The holiday season is a great time to make photos with gorgeously softened backgrounds and shallow depth of field for painterly, creative, and festive results. Indoors and out, the Christmas trees bedecked with tiny lights, Menorahs, and decidedly secular seasonal displays that brighten the world each December present the perfect opportunity to experiment, explore and create. While we’ll obviously be featuring a number of Sigma lenses in this how-to, much of the information here is universal.
We do have to start with a bit of the technicals to get to the creative applications, but we’ll try to keep keep it as short, and as easy to grasp as possible.
Every lens for SLRs (and compact mirrorless, too) that Sigma produces, from the widest wide angle to the longest supertelephoto, can be focused to isolate the subject from the background (and foreground, for that matter.) But the degree of recognition of background elements is dependent upon a number of factors: focal length, focal distance, aperture, sensor size, and subject to background distance.
And conversely, every lens, from the widest wide angle to the longest supertele, can capture a shot where pretty much everything appears to be in sharp focus, without any background separation. This is called infinity focus, or the hyperfocal distance. And this, too is dependent on the same factors as above: focal length, focal distance, aperture, sensor size, and subject to background distance.
The whole key to achieving background separation is to ensure you are not over the hyperfocal limit. There are many ways to determine hyperfocal distance for a given lens at a given focal distance and aperture combo on your camera, including online calculators, pocket charts and sliders, iOs apps, and my favorite method, hands-on field experimentation and dead reckoning combined with experience.
Now, let’s talk for a minute about kites and huts. (Hopefully the previous statement will make a lot more sense by the end of this section!) In optical physics models, the plane of critical focus and depth of field range is a kite-shaped quadrilateral, with the plane of critical focus intersecting the two corners of the quadrilateral parallel to the focal plane. As apertures get smaller and focal distance increases the two sides of the kite behind the focal plane grow ever more elongated. Here’s a Flash-based interactive demonstration from the Stanford University website to visualize this.

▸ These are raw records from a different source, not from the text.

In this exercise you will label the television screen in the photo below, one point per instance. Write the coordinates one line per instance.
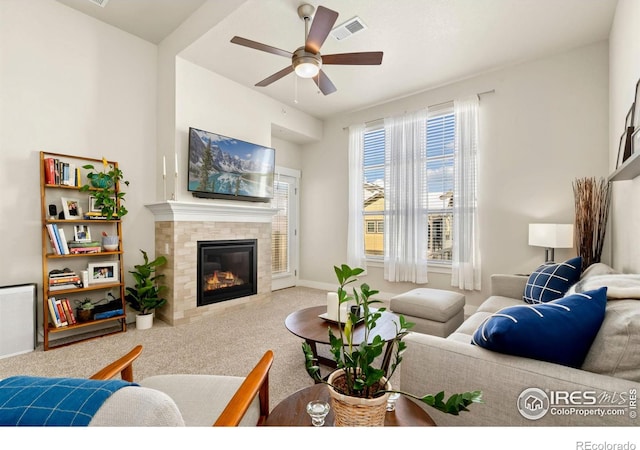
(224, 167)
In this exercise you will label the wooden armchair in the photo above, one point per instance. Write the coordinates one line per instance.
(198, 399)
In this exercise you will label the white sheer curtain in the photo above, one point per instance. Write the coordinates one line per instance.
(465, 273)
(355, 233)
(405, 224)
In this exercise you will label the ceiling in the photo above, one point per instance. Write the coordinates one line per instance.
(426, 43)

And at a certain point, parallax takes over and the two legs of the quadrilateral kite behind the subject meet at an infinitely distant vanishing point that in effect, turns the kite into a five sided inverted hut, similar to a very elongated home plate in baseball. And once at the hyperfocal distance, everything from one third in front of the subject to the farthest horizon is captured crisply enough to effectively eliminate the selective focus effect completely.
Shortest focal distance and overall focal range before infinity varies from lens to lens. An ultrawide lens may have a focal range from a few inches to a few feet before infinity, while supertelephotos may have close- and distant focus lengths best measured in horse-racing terms. But with whatever lens, once it goes hyperfocal, there’s little apparent separation of subject and background, and that’s what’s to be avoided here–you want to make sure those two back legs of the kite meet a point much closer than the end of the universe to soften and blur that background to a slight or serious degree.
And especially when there are tons of tiny lights in the background, these can be rendered quite lovely for a suggestion of holiday celebrations, since all bright points in an image that are off even slightly off the focal plane are captured not as what we’d recognize as points, but as circles of light in a three dimensional space, so these circles can overlap, and be drawn to the chip as ovals and ellipses depending on where in the field of view and angle of view they are captured. Remember, creative photography is all about hands-on experimentation, and that’s honestly always the best way to absorb and adapt what I’m describing here.
It’s easiest to understand and visualize this effect on any lens at its widest aperture, because what you see through the viewfinder or LCD is how the image will be captured to the sensor. And as you change your focal distance, focal lengths, and position in regards to little lights in the background you can see how it all happens. And as you can see here, it’s possible to catch these lights both day and night!
One of the challenges for this type of image is to think in terms of background first, then subject. For example, if you want a soft-focused tree with lots of lights to have a certain feel to it, and a certain spot in the composition, you’ve got to determine all of that first. Then once that’s as you’ve envisioned, it’s a matter of placing the subject where they’ll be in sharp focus, and balancing the exposure for both the background and subject exposures. This is much easier outside, and when there’s a nice space between the foreground subject and background lights!
Indoors, there are two big challenges. First is making sure that there is sufficient subject-to-background separation to get the blur effect you desire. And second is to make sure that any added flash exposure doesn’t totally overpower the ambient lights of the trees. So my best advice is that indoors and out, metered manual exposure off the background/ambient light with a touch of fill-flash for the subject is the way to go. Every light display is different, and the best way to nail the exposure is to experiment, review, adjust, and try again and you’ll find what works for you. And whenever possible, do your exposure experimenting and be all ready to roll before gathering the family for the portrait! Trust me on this one.